Detective Sergeant Ni Nuallán, though, was watching Katie and trying to read the expression on her face. ‘What are you thinking?’ she said.
‘I think you know very well what I’m thinking,’ said Katie, still without taking her eyes off Garda McCracken. ‘I’m thinking that our abductors weren’t just being wide about the possibility that we were keeping them under surveillance.’
‘Somebody tipped them off?’
‘It must have been more than just a tip-off. I think they knew exactly how we planned to keep track of them. If our suspect wasn’t aware that Garda McCracken was following close behind him, why did he blow up Shelagh Hagerty’s car? It doesn’t make any sense otherwise.

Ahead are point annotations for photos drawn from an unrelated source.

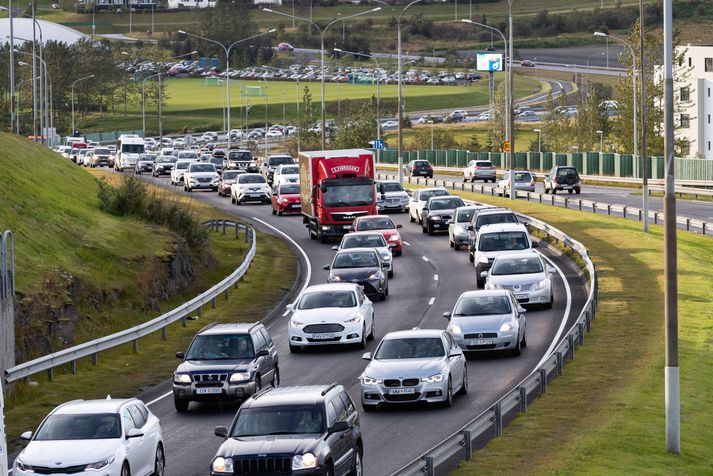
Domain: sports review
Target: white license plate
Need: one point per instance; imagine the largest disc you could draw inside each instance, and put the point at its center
(402, 391)
(323, 336)
(481, 342)
(209, 391)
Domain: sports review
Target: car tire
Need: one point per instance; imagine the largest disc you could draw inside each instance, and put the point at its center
(181, 404)
(160, 461)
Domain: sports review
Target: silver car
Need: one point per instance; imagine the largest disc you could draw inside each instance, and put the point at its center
(418, 365)
(525, 274)
(488, 320)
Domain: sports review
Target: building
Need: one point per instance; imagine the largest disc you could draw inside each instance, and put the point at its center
(696, 102)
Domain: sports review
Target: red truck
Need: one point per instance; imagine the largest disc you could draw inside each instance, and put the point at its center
(336, 186)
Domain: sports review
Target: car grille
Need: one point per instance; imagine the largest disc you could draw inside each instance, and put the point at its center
(323, 328)
(255, 466)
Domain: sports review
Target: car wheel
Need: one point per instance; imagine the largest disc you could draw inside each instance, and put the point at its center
(160, 461)
(181, 404)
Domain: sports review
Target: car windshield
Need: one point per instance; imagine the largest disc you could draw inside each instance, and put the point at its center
(202, 168)
(482, 306)
(376, 223)
(507, 266)
(363, 241)
(446, 204)
(90, 426)
(279, 420)
(503, 241)
(221, 347)
(355, 260)
(410, 348)
(327, 299)
(251, 179)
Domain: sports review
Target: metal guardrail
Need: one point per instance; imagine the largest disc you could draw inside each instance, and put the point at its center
(490, 423)
(132, 335)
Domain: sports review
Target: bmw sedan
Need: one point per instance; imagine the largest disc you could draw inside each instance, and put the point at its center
(488, 320)
(328, 314)
(418, 365)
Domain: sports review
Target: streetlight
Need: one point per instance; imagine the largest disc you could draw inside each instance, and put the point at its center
(75, 82)
(539, 139)
(227, 49)
(378, 100)
(322, 32)
(509, 132)
(644, 165)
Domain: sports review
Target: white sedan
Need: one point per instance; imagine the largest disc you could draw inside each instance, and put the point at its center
(329, 314)
(108, 437)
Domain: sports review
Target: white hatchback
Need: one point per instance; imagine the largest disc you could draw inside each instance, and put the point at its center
(108, 437)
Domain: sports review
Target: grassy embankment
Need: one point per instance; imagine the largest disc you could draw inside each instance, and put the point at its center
(606, 414)
(52, 207)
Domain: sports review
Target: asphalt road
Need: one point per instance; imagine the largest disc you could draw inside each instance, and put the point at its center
(428, 279)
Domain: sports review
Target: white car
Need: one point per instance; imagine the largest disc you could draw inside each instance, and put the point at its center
(525, 274)
(419, 199)
(329, 314)
(117, 437)
(250, 187)
(285, 174)
(179, 170)
(201, 175)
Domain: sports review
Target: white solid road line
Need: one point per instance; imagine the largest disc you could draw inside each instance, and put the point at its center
(554, 342)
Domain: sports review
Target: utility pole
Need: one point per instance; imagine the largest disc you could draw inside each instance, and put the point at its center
(671, 372)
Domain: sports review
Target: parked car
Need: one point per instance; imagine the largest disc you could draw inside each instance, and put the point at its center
(490, 320)
(295, 430)
(110, 436)
(418, 365)
(225, 362)
(330, 314)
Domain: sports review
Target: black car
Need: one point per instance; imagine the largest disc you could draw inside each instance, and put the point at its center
(438, 211)
(310, 430)
(362, 266)
(163, 165)
(419, 168)
(225, 362)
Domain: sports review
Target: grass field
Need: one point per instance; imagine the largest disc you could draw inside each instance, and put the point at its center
(606, 414)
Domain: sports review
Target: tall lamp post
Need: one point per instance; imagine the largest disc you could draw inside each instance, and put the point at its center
(322, 32)
(644, 164)
(75, 82)
(226, 49)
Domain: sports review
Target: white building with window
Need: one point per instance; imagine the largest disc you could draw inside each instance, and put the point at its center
(696, 99)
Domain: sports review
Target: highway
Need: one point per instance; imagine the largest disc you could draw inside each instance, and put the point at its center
(428, 279)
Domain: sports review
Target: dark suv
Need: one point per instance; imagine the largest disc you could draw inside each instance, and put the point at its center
(225, 362)
(487, 216)
(562, 178)
(293, 430)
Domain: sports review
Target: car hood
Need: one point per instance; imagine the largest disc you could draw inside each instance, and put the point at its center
(269, 445)
(68, 452)
(403, 368)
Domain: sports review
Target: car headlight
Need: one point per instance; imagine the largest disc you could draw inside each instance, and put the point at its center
(305, 461)
(240, 376)
(432, 378)
(181, 378)
(99, 465)
(370, 381)
(223, 465)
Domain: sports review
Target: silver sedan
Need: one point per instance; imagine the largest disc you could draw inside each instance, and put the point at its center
(418, 365)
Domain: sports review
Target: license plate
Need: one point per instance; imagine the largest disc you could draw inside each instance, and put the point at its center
(481, 341)
(402, 391)
(209, 391)
(323, 336)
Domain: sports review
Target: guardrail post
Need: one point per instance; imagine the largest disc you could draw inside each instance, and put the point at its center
(468, 443)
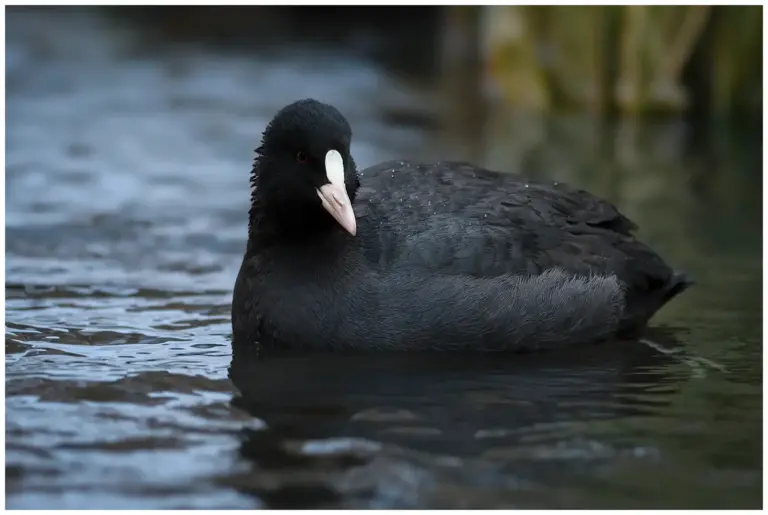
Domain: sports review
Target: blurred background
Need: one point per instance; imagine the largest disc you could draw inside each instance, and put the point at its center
(129, 138)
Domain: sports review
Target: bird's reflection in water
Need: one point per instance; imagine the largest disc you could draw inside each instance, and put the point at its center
(415, 430)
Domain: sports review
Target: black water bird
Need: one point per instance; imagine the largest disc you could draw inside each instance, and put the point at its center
(443, 256)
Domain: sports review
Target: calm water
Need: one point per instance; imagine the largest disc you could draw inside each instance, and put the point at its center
(126, 177)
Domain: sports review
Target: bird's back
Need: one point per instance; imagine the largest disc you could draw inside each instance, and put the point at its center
(452, 217)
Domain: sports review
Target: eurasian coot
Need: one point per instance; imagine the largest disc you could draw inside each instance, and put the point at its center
(444, 256)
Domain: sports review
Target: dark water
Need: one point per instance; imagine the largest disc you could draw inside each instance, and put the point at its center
(126, 177)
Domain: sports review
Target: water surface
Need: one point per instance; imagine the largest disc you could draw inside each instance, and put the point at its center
(126, 177)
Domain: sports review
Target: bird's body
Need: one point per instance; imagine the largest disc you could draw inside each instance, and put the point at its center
(457, 218)
(443, 256)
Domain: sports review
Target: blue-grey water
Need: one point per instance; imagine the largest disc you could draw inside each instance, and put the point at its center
(126, 195)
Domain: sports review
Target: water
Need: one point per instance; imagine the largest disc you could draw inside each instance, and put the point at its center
(126, 177)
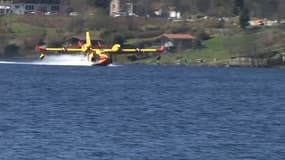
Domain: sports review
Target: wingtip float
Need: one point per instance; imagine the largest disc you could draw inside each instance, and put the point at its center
(98, 55)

What would be the point?’
‘But why blow it up at all?’ asked Detective Sergeant Ni Nuallán. ‘He could have just climbed out and hopped off.’
‘No – I’ll tell you something else about these characters,’ said Katie. ‘They’re out to show us that they’re highly dangerous and they’re not to be messed with. And do you know why I think that is? I think they’re planning to do this again.’
‘Do you think they’re the same people who killed Micky Crounan?’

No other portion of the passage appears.